PD-1/PD-L1 blockade

PD-1/PD-L1 blockade

Overview

PD-1/PD-L1 blockade refers to therapeutic inhibition of the programmed cell death protein 1 (PD-1) receptor and its ligand PD-L1, an immune checkpoint axis that normally restrains T-cell activation. In physiology, this pathway helps maintain peripheral immune tolerance and limits excessive inflammation. In cancer and some inflammatory settings, however, PD-1/PD-L1 signaling can be co-opted to suppress cytotoxic T-cell function, promote T-cell dysfunction, and support immune escape.

As a biomedical target, PD-1/PD-L1 blockade is most widely associated with immunotherapy, but recent studies also examine its role in non-oncologic immune dysregulation, including sepsis. Across these contexts, blockade of the pathway is investigated as a way to restore immune homeostasis, enhance anti-tumor immunity, and counteract immunosuppression. Related mechanisms in the recent literature include PD-L1-mediated suppression of cytotoxic CD8+ T cells, PD-1-associated T-cell dysfunction in multiple myeloma, and checkpoint modulation alongside pathways such as STAT3 and β-catenin.

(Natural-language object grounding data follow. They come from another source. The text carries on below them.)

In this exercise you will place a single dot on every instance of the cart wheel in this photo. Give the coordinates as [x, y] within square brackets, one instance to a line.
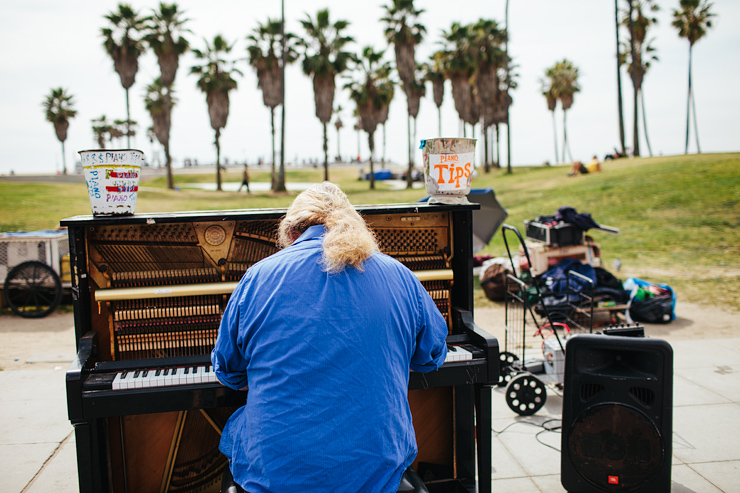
[32, 289]
[506, 367]
[526, 394]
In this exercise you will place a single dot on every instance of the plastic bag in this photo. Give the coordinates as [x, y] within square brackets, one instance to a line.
[650, 302]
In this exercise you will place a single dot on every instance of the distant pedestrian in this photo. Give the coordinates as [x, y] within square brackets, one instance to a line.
[245, 179]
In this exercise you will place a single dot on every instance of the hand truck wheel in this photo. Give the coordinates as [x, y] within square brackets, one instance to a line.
[506, 367]
[32, 289]
[525, 394]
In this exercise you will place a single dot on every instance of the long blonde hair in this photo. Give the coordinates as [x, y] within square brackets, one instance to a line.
[348, 240]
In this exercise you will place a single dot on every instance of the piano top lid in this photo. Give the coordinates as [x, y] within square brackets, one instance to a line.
[242, 214]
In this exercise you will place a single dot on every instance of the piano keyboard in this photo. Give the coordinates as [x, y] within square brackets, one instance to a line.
[194, 374]
[164, 377]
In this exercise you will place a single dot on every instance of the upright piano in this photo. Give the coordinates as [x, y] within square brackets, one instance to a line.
[149, 291]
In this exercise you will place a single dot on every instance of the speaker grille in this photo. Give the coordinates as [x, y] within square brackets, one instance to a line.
[589, 390]
[615, 447]
[645, 396]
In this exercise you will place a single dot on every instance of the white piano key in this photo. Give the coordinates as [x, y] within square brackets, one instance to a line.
[146, 378]
[179, 378]
[209, 375]
[464, 354]
[128, 380]
[199, 374]
[157, 379]
[117, 381]
[189, 375]
[168, 378]
[137, 379]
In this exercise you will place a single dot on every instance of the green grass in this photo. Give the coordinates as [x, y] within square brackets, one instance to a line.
[679, 216]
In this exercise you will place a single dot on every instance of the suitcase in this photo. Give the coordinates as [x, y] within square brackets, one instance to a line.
[557, 234]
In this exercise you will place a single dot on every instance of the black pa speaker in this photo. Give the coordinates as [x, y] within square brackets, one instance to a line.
[617, 414]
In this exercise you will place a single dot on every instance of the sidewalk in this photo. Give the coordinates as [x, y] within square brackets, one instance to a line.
[37, 447]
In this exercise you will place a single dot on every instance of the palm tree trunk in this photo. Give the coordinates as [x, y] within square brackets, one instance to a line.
[409, 182]
[64, 162]
[486, 166]
[168, 160]
[555, 135]
[371, 144]
[696, 127]
[636, 119]
[280, 185]
[128, 123]
[412, 164]
[339, 152]
[508, 82]
[644, 121]
[273, 178]
[688, 106]
[218, 160]
[326, 155]
[693, 108]
[383, 160]
[498, 148]
[619, 81]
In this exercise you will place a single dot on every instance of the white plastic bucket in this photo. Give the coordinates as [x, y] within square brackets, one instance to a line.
[448, 169]
[112, 177]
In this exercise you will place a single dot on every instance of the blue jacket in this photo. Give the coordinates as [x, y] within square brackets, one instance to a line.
[326, 358]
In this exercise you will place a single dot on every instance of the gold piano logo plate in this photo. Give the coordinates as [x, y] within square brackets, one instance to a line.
[215, 235]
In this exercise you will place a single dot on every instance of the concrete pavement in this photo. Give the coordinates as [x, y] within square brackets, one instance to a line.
[37, 446]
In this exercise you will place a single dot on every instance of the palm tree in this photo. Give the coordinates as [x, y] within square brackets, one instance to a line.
[265, 58]
[371, 95]
[619, 80]
[564, 77]
[338, 124]
[457, 66]
[404, 33]
[101, 127]
[325, 58]
[692, 22]
[433, 73]
[484, 44]
[215, 79]
[123, 44]
[637, 56]
[550, 93]
[164, 36]
[59, 107]
[159, 101]
[415, 90]
[637, 24]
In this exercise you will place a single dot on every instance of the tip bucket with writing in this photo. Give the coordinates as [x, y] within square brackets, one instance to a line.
[448, 169]
[112, 177]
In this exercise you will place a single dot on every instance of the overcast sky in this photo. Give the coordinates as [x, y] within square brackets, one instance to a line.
[49, 43]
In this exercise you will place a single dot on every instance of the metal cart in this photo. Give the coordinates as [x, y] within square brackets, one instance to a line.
[551, 316]
[34, 269]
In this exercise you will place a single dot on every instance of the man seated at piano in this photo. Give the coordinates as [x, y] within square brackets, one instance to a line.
[323, 333]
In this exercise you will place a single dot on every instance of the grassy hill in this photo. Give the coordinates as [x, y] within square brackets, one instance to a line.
[679, 216]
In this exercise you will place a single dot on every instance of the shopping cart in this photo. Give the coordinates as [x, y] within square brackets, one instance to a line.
[34, 269]
[538, 321]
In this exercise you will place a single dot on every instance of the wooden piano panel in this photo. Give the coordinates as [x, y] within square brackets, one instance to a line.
[432, 415]
[179, 453]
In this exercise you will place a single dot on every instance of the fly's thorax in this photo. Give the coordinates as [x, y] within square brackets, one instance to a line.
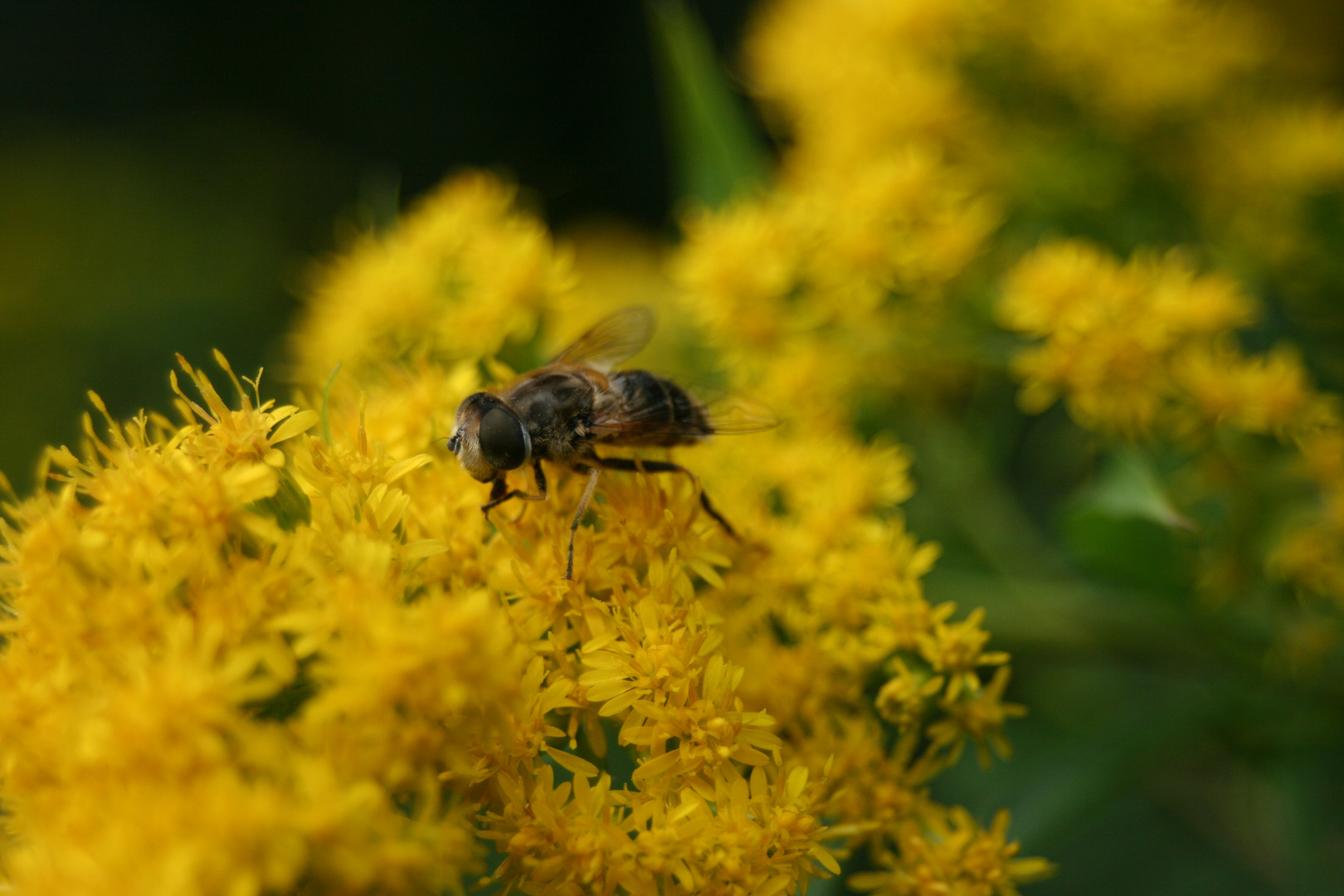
[555, 405]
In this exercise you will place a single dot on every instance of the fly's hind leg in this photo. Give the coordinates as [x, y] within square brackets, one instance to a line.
[500, 492]
[578, 514]
[663, 466]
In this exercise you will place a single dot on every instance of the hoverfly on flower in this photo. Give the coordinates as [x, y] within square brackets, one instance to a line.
[561, 411]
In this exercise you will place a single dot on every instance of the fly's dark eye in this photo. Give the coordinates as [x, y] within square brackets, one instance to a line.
[504, 442]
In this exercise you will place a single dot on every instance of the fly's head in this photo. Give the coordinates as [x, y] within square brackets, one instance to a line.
[488, 437]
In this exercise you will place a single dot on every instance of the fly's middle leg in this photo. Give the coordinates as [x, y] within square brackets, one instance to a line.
[663, 466]
[578, 514]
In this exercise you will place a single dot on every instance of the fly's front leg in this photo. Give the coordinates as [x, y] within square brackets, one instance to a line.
[578, 514]
[663, 466]
[500, 494]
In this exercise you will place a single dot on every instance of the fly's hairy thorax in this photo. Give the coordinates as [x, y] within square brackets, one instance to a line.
[557, 407]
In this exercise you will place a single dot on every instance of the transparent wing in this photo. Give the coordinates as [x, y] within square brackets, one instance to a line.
[724, 414]
[615, 338]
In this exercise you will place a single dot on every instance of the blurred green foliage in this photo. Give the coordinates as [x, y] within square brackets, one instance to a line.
[1166, 751]
[119, 249]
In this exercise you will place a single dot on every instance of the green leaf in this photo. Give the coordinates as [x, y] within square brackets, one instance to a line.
[1127, 488]
[715, 152]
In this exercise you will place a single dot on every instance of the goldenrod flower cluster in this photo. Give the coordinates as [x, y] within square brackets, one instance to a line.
[281, 649]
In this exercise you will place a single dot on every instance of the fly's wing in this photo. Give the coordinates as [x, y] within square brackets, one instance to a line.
[615, 338]
[717, 414]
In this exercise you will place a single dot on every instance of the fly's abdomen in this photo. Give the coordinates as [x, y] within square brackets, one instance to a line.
[657, 411]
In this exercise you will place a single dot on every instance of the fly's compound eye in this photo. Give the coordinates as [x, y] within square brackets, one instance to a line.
[504, 444]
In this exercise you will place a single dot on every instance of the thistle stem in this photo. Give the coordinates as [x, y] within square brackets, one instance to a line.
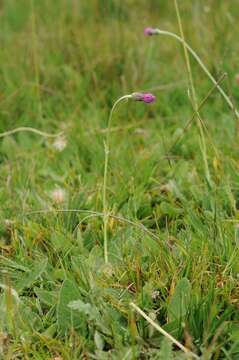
[107, 151]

Focus of Latest Publications

Recent investigations have focused on overcoming resistance to PD-1/PD-L1 blockade through rational combination therapies and temporal sequencing. Sequential treatment with axitinib (VEGFR inhibitor) followed by survivin vaccination and PD-1 blockade achieved high complete response rates in renal cell carcinoma by coordinating vascular reprogramming, antigen-specific priming, and checkpoint release. Intratumoral sodium bicarbonate combined with anti-PD-1 therapy (tislelizumab) in hepatocellular carcinoma elicited 93.3% objective response rate and exceptionally long median progression-free survival (31 months) by triggering immunogenic cell death and dendritic cell activation. Anti-CTLA-4 combined with PD-1 blockade prevented metastasis in immunotherapy-resistant pancreatic cancer by expanding CD4+ T cells with progenitor phenotype and restoring MHC-I expression. Chemical modulators synergized with checkpoint blockade across multiple malignancies: CDK1/Cyclin B1 inhibition in pancreatic cancer, EFHD2 inhibition in colorectal cancer, nanocrystalline berberine in ovarian cancer, and β-catenin palmitoylation inhibition in colorectal cancer each produced superior tumor control when combined with PD-1/PD-L1 blockade.

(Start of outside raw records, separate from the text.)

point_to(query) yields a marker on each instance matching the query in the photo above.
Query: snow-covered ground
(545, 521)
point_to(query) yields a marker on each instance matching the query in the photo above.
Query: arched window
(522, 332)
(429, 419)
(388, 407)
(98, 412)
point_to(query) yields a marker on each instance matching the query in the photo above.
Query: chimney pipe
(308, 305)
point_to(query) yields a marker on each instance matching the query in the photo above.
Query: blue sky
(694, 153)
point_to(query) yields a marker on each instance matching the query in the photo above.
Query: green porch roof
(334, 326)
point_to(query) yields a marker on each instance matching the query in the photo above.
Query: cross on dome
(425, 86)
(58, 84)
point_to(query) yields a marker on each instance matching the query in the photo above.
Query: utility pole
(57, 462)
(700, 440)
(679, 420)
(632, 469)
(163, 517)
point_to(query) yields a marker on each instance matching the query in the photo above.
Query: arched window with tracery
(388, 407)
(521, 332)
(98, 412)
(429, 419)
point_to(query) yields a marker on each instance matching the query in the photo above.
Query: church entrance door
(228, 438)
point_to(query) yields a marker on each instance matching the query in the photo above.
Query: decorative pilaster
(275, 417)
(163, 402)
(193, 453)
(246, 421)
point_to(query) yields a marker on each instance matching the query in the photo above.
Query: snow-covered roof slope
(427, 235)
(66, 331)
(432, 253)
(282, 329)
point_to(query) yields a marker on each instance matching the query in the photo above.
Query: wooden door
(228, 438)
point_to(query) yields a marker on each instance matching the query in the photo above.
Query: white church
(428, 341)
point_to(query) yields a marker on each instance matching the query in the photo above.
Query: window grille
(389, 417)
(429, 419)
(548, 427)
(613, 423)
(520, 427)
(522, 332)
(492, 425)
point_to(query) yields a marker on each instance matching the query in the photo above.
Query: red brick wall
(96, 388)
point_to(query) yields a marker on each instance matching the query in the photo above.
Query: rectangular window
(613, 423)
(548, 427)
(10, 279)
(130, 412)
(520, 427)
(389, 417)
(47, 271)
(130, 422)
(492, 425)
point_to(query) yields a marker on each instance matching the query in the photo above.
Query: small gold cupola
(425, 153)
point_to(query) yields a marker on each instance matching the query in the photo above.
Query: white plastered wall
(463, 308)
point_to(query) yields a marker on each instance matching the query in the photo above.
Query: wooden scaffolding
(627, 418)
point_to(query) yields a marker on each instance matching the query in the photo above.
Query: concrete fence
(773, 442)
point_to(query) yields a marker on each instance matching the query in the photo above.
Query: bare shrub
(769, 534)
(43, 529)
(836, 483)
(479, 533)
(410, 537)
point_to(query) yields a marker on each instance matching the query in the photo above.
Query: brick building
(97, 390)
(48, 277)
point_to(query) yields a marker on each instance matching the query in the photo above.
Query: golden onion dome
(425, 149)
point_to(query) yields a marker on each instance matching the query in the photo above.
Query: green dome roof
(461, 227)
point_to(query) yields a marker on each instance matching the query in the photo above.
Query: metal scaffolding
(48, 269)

Mechanistic studies revealed that checkpoint inhibition paradoxically generates immunosuppressive cellular states limiting therapeutic benefit. PD-1/PD-L1 blockade enriched atypical regulatory T cells (AtpTregs) with reduced suppressive capacity but elevated IL-6 production, driving inflammatory arthritis; tocilizumab (anti-IL6R) alleviated this adverse effect while preserving antitumor immunity. PD-L1 blockade promoted immune evasion in pancreatic cancer through epigenetic silencing of Tap1, selecting for MHC-I-deficient tumor variants reversible by Treg depletion or anti-CTLA-4 therapy. Fibronectin-positive tumor-associated macrophages (FN1+ TAMs) mediated immunotherapy resistance in sarcomatoid renal cell carcinoma; FN1 blockade combined with anti-PD-1 reversed epithelial-mesenchymal transition programs and restored CD8+ T cell function. EFHD2-driven lactate metabolism similarly promoted M2 macrophage polarization and PD-L1 upregulation; targeting EFHD2 with checkpoint blockade synergistically enhanced radiosensitivity in colorectal cancer.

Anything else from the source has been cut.